Coronado’s remarks were substantiated by Camden, who calculated that for every job that his company directly employs, three jobs are created upstream in the U.S. These jobs consist of employees at the steel factories where he purchases steel, jobs at logistics companies that haul the steel to him and assist him in exporting it to Mexico, and other general support industries.
Coronado also spoke on how from an economic and demographic standpoint, Mexico is similar to the U.S. in the 1980s. The Mexican economy is no longer growing at the rates it did in the 1960s and 1970s, and it will have to face lower growth rates taking into account a labor market standpoint. Mexican policymakers will have to deal with this going forward.
All three panelists were concerned as to what the future holds for the U.S.-Mexico trade relationship.

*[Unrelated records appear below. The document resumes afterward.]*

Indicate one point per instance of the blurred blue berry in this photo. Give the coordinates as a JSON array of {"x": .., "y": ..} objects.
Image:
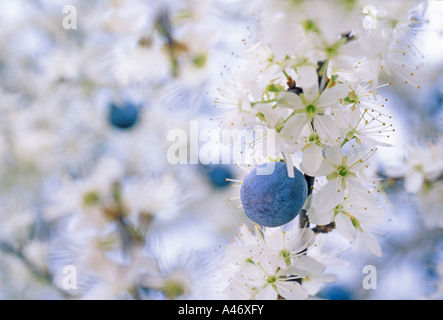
[
  {"x": 273, "y": 200},
  {"x": 123, "y": 116}
]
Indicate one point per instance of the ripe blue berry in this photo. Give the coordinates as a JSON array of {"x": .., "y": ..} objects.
[
  {"x": 276, "y": 199},
  {"x": 124, "y": 115}
]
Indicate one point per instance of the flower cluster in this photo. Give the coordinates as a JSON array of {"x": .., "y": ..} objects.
[
  {"x": 269, "y": 264},
  {"x": 312, "y": 75}
]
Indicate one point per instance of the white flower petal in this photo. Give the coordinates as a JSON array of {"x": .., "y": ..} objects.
[
  {"x": 344, "y": 225},
  {"x": 311, "y": 93},
  {"x": 312, "y": 159},
  {"x": 307, "y": 76},
  {"x": 327, "y": 129},
  {"x": 290, "y": 100},
  {"x": 294, "y": 126},
  {"x": 320, "y": 217},
  {"x": 291, "y": 290},
  {"x": 332, "y": 95},
  {"x": 328, "y": 196},
  {"x": 267, "y": 293}
]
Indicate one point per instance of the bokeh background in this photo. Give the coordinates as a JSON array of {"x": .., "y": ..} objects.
[{"x": 84, "y": 120}]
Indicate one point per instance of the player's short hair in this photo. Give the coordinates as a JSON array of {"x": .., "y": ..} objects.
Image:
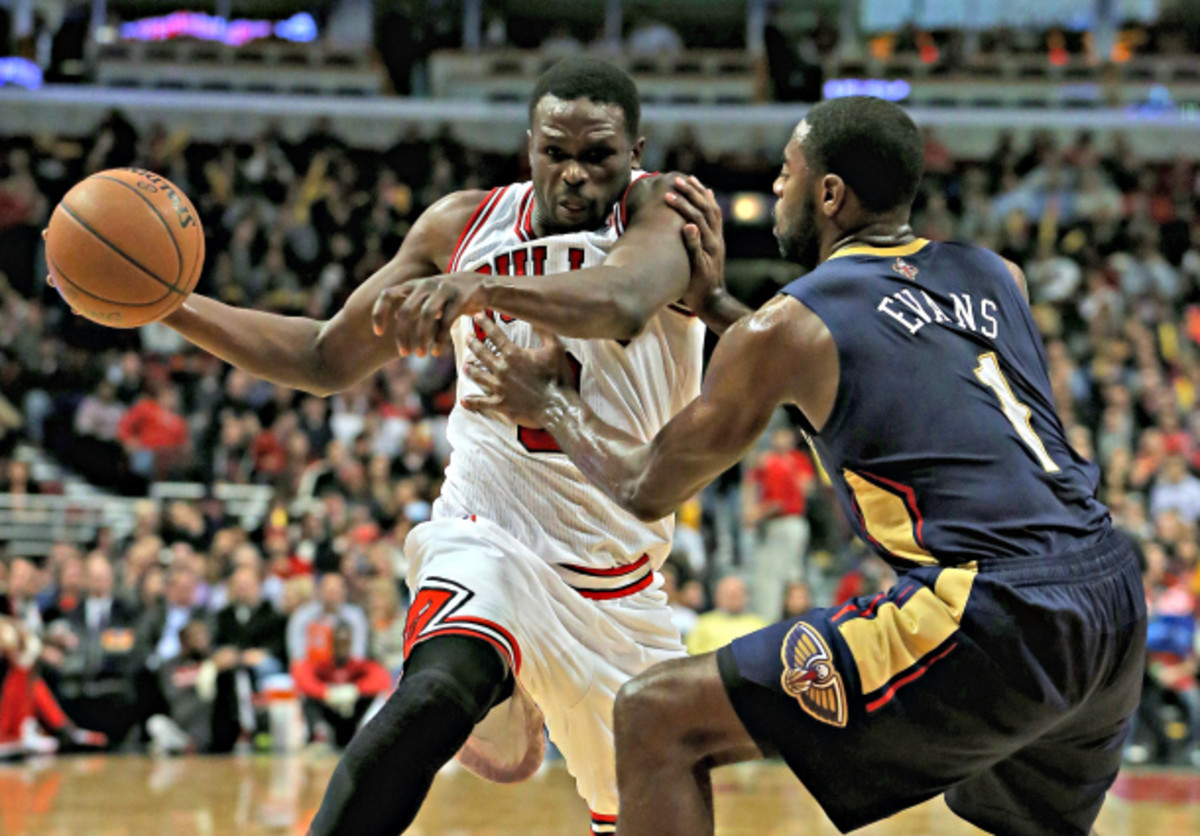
[
  {"x": 591, "y": 78},
  {"x": 869, "y": 143}
]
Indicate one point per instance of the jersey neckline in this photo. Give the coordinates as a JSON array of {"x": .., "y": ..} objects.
[{"x": 885, "y": 252}]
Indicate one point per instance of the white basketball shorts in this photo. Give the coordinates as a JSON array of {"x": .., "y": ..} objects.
[{"x": 571, "y": 645}]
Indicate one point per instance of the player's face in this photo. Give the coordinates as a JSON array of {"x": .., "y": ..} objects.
[
  {"x": 796, "y": 211},
  {"x": 581, "y": 157}
]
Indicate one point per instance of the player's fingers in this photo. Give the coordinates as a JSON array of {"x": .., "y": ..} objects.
[
  {"x": 481, "y": 354},
  {"x": 691, "y": 240},
  {"x": 684, "y": 208},
  {"x": 484, "y": 378},
  {"x": 493, "y": 332},
  {"x": 427, "y": 320},
  {"x": 443, "y": 332},
  {"x": 549, "y": 340},
  {"x": 385, "y": 307},
  {"x": 714, "y": 211},
  {"x": 406, "y": 318}
]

According to Camden, “A full departure from NAFTA by the U.S. would be devastating to our company, as 90 percent of our business depends on Mexico.” This would also affect the supply chain jobs that are dependent on his exports. “We are eager to have the rhetoric stop and policy to begin in order to know the rules of the game. We are eager to compete and to succeed,” he stated.
There was a general agreement on behalf of the panelists that it is okay to discuss whether NAFTA can be improved. They also agreed that the biggest challenge going forward is the uncertainty over the future of NAFTA, and the “wait and see” state that companies are in until the new administration decides which path to follow.
The panel and the conference reiterated that from a trade and investment standpoint, NAFTA has been very successful for the three North American partners. However, the uncertainty over what policy the Trump Administration will adopt is causing uncertainty and distress for U.S. exporters. As Coronado stated, “Going forward, a lot of discussion will be on what NAFTA will look like and where it will go. If we depart from the premise that the manufacturing sectors are really integrated, a departure from NAFTA would be painful.”